Cross-posting guidance (reframing for other subs):

On r/MachineLearning: Lead with method, benchmarks, and reproducibility.
On r/LocalLLaMA: Lead with model size, quantization, and inference speed on consumer hardware.
On r/learnmachinelearning: Lead with the learning journey and educational value; frame as "I learned X by building Y."
On r/programming: Lead with the software engineering aspects -- architecture, language, pipeline.
On r/OpenAI or r/ClaudeAI: Lead with the AI tool integration and prompt engineering learnings.
On r/sideproject or r/buildinpublic: Lead with the product story -- user pain, iteration, shipping.

Critical distinction: r/MachineLearning's reader is not r/sideproject's reader. If you're posting the same tool to both, the r/MachineLearning version must strip all product-marketing language, emphasize technical novelty over utility, and include benchmark numbers that would never appear in a r/sideproject post. Do NOT cross-post literally; re-author each version.

Final calibration: If you are a first-time poster launching an open-source ML tool in 2026, expect a realistic ceiling of 300-800 upvotes.
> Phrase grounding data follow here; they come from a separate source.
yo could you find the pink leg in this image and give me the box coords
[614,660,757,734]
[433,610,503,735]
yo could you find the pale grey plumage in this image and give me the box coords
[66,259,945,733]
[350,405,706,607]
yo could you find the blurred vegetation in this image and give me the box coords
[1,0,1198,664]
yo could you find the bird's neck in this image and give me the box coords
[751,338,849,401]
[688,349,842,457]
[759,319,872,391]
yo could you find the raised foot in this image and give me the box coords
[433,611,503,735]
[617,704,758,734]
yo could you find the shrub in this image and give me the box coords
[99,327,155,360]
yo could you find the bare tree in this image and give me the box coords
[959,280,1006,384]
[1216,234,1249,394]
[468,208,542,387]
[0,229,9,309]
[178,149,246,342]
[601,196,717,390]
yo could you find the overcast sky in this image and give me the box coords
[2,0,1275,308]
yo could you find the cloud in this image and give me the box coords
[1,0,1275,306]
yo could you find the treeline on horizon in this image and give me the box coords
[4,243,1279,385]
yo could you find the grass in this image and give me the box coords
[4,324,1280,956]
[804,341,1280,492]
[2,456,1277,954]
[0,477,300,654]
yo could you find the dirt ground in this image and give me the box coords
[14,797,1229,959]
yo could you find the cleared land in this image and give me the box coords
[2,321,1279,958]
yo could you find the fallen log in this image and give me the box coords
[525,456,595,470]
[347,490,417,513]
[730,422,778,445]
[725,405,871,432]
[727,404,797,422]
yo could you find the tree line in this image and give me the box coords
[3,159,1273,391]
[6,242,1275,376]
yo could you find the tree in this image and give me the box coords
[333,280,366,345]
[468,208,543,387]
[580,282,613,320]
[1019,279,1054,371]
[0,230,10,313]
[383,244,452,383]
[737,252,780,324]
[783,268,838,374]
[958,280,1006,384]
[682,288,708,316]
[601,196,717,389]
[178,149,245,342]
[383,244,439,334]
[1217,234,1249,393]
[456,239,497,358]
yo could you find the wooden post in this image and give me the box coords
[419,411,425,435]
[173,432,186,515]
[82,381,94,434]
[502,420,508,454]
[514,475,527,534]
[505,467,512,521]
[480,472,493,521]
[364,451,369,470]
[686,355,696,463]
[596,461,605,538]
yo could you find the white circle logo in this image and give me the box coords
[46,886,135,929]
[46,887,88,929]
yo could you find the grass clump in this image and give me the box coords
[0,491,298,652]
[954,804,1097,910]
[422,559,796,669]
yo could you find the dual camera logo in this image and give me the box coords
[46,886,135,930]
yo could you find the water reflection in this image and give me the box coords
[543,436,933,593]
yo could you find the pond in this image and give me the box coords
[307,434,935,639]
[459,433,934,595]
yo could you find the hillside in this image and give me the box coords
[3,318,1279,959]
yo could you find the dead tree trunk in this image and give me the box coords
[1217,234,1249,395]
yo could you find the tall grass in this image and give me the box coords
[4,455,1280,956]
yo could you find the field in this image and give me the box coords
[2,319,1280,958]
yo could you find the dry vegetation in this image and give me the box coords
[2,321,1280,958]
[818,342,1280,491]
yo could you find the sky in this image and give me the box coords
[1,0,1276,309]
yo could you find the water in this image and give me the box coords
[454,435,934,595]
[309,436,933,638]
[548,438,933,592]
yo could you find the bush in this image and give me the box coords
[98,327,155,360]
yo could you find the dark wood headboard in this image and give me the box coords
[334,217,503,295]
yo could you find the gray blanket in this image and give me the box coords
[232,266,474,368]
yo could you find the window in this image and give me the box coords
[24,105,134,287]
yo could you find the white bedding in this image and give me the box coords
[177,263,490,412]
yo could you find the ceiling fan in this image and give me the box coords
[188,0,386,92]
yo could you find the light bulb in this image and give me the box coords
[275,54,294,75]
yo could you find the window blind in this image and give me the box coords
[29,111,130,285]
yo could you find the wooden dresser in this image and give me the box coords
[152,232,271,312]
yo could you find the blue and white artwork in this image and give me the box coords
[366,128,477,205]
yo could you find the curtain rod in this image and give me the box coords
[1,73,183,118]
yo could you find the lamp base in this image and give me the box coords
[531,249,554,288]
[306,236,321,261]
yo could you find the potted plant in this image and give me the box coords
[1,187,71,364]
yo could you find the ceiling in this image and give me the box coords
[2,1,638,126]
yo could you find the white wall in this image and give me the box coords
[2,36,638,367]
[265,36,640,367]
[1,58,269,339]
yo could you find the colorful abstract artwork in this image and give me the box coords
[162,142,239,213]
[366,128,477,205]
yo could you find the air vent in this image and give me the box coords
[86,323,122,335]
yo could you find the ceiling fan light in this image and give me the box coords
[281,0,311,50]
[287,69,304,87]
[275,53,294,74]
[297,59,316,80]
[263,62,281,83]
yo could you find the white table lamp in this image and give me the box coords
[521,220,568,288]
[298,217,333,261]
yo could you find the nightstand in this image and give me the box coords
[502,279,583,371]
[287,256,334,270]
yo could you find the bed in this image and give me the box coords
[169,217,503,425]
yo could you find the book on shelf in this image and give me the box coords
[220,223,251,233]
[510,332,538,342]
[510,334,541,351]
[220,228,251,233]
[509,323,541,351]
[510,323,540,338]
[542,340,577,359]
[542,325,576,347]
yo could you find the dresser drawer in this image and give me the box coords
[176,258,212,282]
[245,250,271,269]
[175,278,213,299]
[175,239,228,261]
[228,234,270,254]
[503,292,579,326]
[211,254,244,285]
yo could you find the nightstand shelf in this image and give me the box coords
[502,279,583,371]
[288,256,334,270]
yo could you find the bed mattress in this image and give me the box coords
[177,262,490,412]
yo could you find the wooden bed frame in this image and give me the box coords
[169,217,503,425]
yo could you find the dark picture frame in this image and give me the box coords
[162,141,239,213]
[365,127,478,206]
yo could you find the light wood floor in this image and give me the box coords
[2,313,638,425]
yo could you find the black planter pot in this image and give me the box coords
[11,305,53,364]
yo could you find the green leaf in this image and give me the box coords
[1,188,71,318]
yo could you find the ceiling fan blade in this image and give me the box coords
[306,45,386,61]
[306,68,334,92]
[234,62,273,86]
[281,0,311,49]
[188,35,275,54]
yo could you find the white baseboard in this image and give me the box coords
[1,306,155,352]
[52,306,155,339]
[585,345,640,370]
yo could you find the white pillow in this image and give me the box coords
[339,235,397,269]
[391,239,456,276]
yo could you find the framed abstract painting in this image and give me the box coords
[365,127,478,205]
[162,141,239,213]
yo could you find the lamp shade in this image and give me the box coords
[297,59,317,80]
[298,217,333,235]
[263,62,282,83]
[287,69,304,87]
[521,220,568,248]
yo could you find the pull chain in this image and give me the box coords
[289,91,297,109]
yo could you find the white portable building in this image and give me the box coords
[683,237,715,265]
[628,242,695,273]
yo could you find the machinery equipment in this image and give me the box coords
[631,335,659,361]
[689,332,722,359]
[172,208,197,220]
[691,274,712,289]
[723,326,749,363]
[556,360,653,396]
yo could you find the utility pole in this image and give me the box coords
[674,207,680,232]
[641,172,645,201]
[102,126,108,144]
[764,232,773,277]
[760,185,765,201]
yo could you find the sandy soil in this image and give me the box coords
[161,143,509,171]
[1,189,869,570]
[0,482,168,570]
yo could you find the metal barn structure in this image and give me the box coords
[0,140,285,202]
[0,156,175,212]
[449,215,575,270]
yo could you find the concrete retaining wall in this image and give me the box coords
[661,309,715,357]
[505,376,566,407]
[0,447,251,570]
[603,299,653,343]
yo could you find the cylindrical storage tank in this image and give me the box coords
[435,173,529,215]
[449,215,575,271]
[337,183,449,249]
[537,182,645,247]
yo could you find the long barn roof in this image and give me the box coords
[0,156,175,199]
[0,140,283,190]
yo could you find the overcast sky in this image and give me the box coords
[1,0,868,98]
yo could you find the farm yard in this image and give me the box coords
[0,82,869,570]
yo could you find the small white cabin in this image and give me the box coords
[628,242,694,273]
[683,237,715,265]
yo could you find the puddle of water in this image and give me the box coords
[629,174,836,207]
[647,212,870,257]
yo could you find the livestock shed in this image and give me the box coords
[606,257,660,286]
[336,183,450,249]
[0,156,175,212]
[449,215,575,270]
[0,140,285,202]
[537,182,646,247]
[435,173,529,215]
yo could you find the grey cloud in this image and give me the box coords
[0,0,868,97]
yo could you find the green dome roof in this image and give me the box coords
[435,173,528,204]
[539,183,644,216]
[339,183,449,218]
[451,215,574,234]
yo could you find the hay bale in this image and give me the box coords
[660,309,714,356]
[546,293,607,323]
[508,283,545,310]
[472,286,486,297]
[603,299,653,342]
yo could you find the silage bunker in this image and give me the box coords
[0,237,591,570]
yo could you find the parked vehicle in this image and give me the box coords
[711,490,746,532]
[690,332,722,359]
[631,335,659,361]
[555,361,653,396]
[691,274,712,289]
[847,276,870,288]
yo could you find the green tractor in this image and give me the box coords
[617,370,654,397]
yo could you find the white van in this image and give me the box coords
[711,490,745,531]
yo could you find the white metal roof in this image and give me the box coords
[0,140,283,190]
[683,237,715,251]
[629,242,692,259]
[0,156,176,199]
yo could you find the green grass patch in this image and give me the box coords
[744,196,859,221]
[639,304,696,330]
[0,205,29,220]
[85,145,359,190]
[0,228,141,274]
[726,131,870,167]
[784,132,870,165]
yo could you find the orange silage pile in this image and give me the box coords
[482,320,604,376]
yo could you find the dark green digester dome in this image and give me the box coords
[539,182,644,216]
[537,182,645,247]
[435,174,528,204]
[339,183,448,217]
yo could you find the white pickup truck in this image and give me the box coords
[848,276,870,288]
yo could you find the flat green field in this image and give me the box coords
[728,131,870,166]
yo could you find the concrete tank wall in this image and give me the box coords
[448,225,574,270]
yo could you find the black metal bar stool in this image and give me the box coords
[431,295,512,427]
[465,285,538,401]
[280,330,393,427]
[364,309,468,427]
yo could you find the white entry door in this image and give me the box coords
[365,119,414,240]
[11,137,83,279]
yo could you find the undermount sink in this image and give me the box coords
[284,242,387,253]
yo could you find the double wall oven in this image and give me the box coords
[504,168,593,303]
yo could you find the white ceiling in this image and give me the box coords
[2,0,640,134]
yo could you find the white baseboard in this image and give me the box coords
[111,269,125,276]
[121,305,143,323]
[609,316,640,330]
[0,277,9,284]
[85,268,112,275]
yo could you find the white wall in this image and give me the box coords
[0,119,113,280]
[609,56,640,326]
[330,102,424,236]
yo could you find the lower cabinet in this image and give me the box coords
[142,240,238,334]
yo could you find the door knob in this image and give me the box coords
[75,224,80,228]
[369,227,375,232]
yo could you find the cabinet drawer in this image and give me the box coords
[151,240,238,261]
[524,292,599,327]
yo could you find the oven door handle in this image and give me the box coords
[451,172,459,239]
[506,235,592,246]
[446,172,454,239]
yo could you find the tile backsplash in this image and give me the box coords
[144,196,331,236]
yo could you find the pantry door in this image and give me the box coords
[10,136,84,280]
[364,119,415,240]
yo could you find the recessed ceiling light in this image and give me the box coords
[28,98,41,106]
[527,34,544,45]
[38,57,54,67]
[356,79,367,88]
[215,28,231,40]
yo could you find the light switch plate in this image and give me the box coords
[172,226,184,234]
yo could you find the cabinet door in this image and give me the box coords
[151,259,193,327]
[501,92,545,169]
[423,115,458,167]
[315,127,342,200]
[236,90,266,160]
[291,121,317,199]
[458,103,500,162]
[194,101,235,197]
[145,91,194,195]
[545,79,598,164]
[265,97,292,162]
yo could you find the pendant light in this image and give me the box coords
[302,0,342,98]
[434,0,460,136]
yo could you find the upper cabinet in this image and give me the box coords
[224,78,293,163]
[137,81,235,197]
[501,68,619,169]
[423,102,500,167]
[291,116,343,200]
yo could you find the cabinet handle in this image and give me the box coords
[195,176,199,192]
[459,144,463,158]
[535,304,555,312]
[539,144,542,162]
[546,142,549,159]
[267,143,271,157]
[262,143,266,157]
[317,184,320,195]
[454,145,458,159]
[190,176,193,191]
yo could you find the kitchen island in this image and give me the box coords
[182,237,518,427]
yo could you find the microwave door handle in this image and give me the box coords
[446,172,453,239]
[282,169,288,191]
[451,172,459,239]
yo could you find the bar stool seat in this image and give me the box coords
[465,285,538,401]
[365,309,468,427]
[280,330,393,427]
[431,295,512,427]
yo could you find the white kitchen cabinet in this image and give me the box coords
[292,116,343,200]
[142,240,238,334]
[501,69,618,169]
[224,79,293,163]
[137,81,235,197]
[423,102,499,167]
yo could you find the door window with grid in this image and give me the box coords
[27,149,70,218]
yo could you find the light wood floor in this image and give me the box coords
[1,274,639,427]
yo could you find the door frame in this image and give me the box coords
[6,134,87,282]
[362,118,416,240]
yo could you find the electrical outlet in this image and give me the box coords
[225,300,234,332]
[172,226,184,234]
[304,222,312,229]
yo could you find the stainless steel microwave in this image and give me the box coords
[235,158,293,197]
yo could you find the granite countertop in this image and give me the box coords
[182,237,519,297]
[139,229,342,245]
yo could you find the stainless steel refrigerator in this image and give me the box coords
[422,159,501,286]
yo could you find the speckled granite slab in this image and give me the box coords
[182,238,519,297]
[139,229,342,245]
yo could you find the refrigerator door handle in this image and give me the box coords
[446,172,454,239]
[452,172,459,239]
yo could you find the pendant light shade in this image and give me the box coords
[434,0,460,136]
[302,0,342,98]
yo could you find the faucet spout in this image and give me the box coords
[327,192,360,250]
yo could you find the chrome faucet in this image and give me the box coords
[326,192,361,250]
If you're a known contributor with prior posts, 1,000-2,000 is possible. If you have a credible whistleblower story about a top-lab paper, 1,500+ is achievable. If you're hoping for 5,000, you need to either (a) time-travel to 2021 with a GAN demo video or (b) have something genuinely unprecedented. The community has become quieter, more skeptical, and more demanding -- but its attention, when earned, is still the most valuable in all of ML Reddit.